Click here for more information about the patch and the Windows versions and editions impacted by this exploit. There are various IDS rules available that can also be used to help stop the spread of this attack; install this on your IDS system and watch for its activation.
These new ransomware variants clearly show the critical importance of several fundamental security best practices:
1. Patch management: The vulnerabilities exploited by this ransomware have had patches available for over two weeks, and yet many systems on the internet (and many more in local networks) remain vulnerable. Keep ALL your systems (not just servers) up to date with the latest patches. Your operating systems and browsers will take care of themselves (although you need to monitor them and ensure the patching is working correctly), but many third-party applications will not – this is where a Patch Management solution is very important such as that included in VIPRE.

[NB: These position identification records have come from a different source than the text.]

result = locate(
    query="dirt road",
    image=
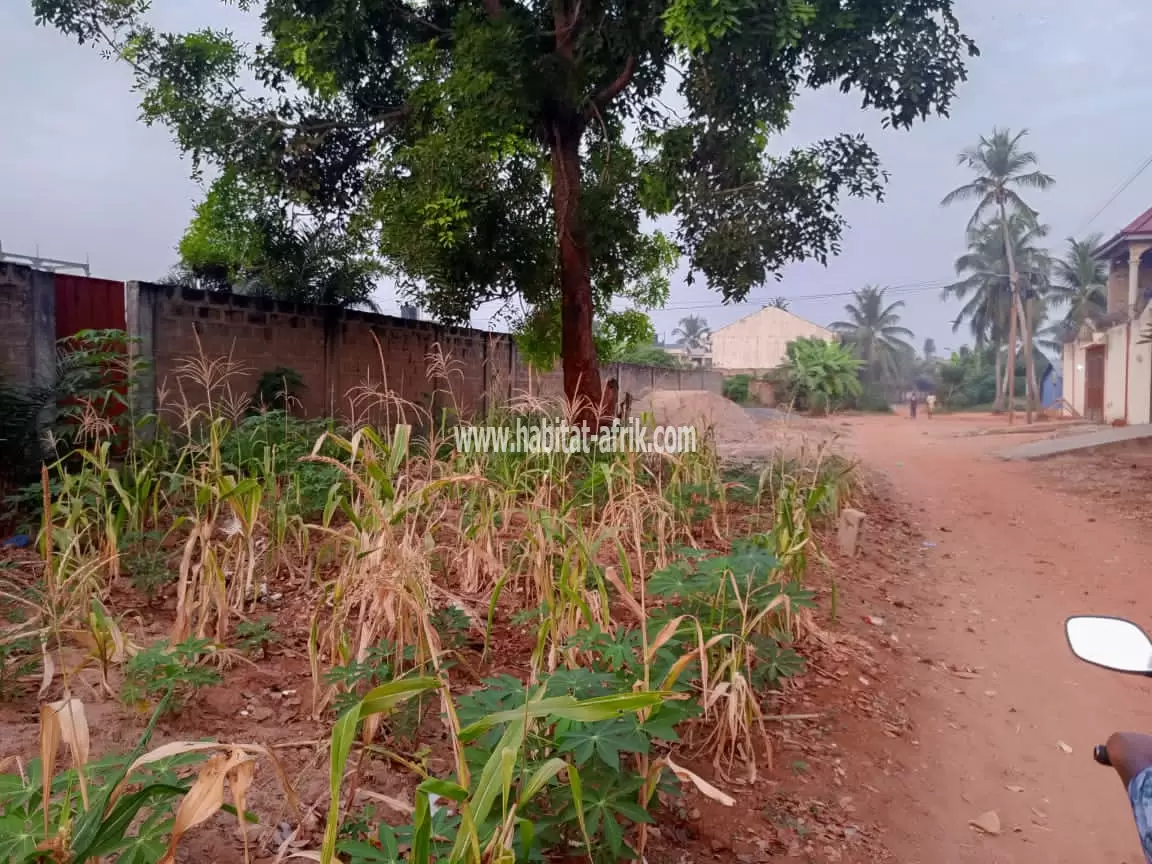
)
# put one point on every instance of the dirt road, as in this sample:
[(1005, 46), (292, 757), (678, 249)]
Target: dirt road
[(1007, 558)]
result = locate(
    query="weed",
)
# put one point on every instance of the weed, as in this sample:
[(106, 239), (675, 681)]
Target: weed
[(160, 673), (278, 388), (257, 637)]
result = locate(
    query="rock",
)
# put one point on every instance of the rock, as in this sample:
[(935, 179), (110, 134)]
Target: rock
[(988, 823), (851, 523)]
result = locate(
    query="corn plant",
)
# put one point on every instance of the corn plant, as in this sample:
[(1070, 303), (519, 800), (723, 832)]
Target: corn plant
[(495, 798)]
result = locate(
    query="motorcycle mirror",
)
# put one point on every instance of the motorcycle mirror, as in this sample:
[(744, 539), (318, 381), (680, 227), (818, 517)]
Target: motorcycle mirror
[(1109, 642)]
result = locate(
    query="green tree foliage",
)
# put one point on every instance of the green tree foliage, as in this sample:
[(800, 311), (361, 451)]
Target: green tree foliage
[(242, 240), (984, 282), (874, 333), (819, 376), (514, 148), (650, 355), (1002, 167), (1080, 283)]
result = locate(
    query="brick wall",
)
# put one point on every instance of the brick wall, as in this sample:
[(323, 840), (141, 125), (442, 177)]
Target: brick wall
[(28, 326), (15, 324)]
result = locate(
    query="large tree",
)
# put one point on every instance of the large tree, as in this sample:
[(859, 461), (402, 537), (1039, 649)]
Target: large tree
[(874, 332), (240, 240), (507, 148), (1002, 167)]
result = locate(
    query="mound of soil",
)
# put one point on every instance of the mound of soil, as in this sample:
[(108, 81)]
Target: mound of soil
[(730, 423)]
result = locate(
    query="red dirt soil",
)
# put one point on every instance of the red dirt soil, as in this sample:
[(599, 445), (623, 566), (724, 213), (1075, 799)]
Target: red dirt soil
[(956, 695), (1008, 554)]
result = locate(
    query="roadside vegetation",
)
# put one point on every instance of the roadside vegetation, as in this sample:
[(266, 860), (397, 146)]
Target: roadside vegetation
[(562, 630)]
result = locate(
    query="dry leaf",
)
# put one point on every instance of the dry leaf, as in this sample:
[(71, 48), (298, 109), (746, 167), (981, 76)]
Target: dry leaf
[(609, 574), (205, 798), (73, 725), (400, 806), (50, 742), (988, 823), (239, 781), (704, 786), (50, 669)]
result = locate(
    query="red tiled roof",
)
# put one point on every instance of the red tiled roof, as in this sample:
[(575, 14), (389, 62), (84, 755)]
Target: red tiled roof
[(1141, 225)]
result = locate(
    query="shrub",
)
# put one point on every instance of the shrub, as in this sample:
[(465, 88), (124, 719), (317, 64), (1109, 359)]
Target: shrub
[(820, 376), (736, 387), (278, 388)]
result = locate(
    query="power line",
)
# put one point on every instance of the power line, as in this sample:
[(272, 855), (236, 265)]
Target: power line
[(896, 289), (1116, 194)]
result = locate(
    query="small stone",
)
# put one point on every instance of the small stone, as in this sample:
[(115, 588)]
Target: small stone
[(987, 823)]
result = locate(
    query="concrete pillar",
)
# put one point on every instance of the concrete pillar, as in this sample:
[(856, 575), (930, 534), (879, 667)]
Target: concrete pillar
[(139, 319), (1134, 274), (43, 296)]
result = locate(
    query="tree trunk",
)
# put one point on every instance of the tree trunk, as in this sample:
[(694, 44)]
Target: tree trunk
[(998, 403), (1014, 282), (582, 372)]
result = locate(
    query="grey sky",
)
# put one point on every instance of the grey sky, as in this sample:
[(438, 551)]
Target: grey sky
[(80, 175)]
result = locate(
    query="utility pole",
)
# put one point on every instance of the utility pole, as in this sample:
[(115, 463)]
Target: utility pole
[(36, 262)]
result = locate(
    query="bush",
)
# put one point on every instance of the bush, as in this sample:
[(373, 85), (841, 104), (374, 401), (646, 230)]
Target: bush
[(872, 399), (819, 376), (278, 388), (736, 387)]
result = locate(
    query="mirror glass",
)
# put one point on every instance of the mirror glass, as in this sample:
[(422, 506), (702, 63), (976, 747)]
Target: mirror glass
[(1109, 642)]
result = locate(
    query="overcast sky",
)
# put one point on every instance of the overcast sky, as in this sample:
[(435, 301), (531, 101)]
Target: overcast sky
[(82, 177)]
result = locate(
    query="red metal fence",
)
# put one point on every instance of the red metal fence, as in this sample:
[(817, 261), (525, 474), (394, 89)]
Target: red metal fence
[(86, 303)]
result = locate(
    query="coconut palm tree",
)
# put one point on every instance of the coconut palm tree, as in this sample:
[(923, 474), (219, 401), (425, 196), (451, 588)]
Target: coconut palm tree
[(1002, 167), (873, 331), (694, 334), (1080, 282), (985, 288)]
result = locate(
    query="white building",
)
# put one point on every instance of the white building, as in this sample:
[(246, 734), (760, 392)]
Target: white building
[(1107, 370), (758, 341)]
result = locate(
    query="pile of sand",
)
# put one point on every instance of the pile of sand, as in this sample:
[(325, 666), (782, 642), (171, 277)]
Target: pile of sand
[(730, 423)]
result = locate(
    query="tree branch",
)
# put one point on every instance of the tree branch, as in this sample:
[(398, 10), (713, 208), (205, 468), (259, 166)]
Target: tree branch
[(609, 92)]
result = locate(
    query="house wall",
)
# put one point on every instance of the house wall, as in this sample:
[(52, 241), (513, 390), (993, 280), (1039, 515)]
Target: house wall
[(759, 340), (342, 356), (1139, 373), (1073, 366), (1118, 286)]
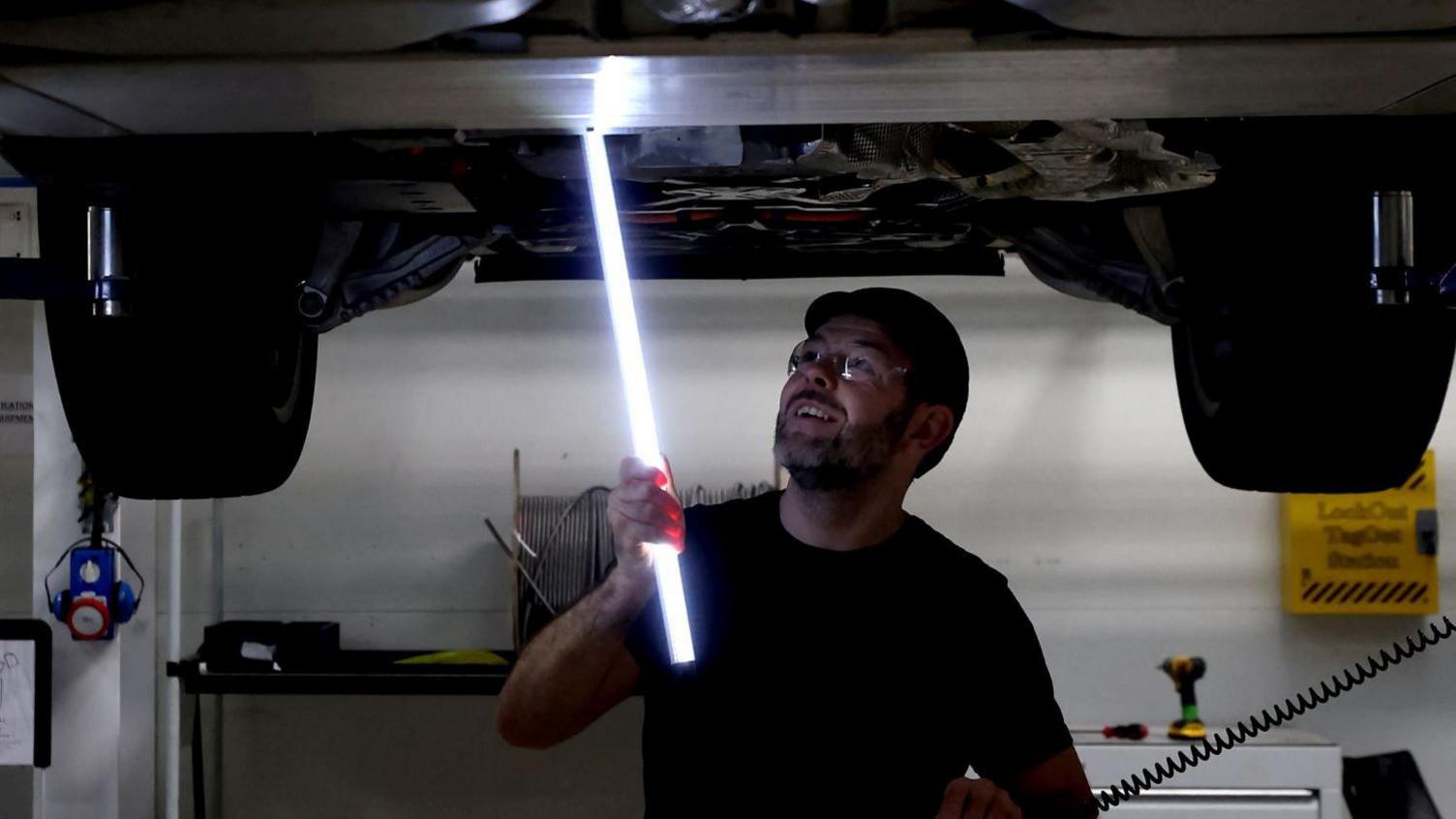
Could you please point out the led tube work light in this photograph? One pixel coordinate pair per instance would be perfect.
(633, 380)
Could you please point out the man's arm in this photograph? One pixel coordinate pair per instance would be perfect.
(574, 671)
(578, 666)
(1056, 789)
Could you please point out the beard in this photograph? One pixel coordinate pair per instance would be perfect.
(854, 456)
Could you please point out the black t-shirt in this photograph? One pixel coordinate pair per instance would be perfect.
(836, 682)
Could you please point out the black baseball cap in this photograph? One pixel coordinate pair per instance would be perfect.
(939, 372)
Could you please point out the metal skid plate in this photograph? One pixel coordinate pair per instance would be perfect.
(939, 76)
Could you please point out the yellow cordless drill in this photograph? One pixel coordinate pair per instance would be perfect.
(1186, 671)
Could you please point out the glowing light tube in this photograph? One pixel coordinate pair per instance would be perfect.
(633, 380)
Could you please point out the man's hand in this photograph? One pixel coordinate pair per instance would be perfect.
(977, 799)
(641, 512)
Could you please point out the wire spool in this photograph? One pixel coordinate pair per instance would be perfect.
(563, 547)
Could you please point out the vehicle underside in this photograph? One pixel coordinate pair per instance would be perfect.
(1235, 190)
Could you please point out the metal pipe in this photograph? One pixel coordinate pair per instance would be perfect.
(104, 267)
(1394, 229)
(1392, 247)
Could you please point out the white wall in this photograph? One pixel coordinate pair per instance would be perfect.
(1071, 473)
(15, 509)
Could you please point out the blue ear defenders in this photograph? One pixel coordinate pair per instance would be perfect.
(97, 600)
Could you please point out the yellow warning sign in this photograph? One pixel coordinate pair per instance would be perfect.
(1363, 553)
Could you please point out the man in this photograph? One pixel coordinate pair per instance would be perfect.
(851, 660)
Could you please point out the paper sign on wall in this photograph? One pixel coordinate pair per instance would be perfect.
(17, 686)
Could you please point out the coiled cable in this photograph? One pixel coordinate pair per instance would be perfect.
(1256, 724)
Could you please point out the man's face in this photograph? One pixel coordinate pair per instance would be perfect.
(834, 433)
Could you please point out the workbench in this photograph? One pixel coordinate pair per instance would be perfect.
(1282, 774)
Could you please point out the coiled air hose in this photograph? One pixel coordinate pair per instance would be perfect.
(1256, 724)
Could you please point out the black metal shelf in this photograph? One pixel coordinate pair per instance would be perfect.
(349, 672)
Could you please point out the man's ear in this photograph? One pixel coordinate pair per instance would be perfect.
(929, 426)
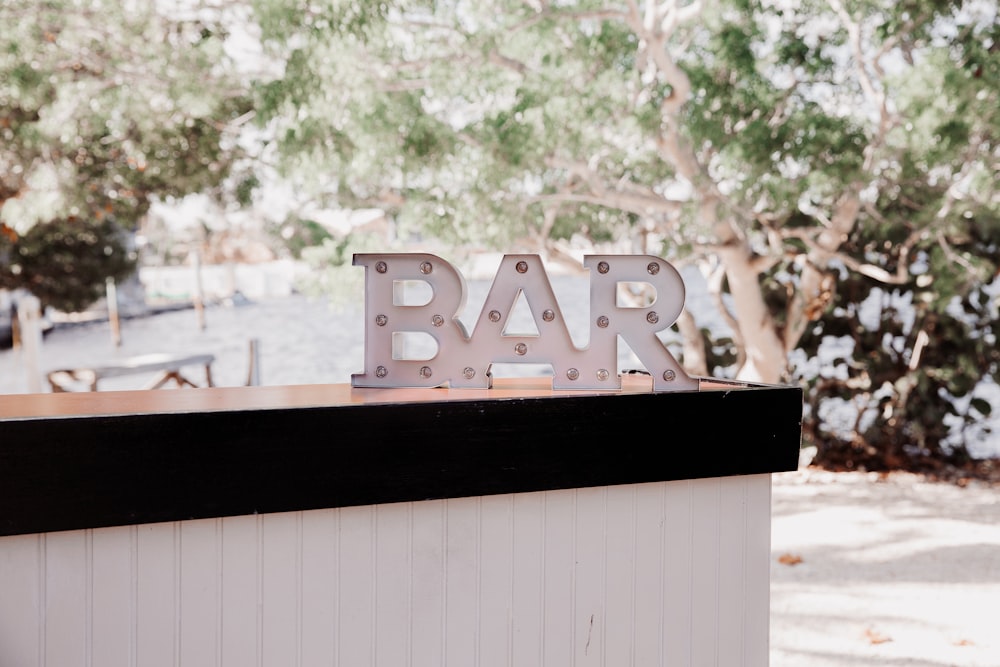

2. Signature-only approaches to anti-virus protection can now be circumvented. For these reasons, VIPRE has now incorporated advanced machine learning detection engines which monitors process behavior into all of our endpoint and network protection products. This ransomware is evolving and morphing quickly specifically to avoid signature-based detection, yet VIPRE can still stop it with Advanced Active Protection. Customers using older versions of VIPRE – including VIPRE Antivirus Business and VIPRE Business Premium - should upgrade as soon as possible to VIPRE Advanced Security to protect themselves from this threat.
3. Scanning files is no longer enough protection; malware like this can execute key portions of its payload without a separate file to scan.
4. Network protection files is becoming more critical even to small- and mid-sized businesses. In some cases, as in this case, infections can at least be detected using a complementary solution such as ThreatSecure Network or VIPRE Network Security.
IF YOU ARE INFECTED:
There are no known methods to recover from this ransomware to date. We also recommend backing up your systems early and often (we hope you’ve been doing that already), which you can then restore to recover from this.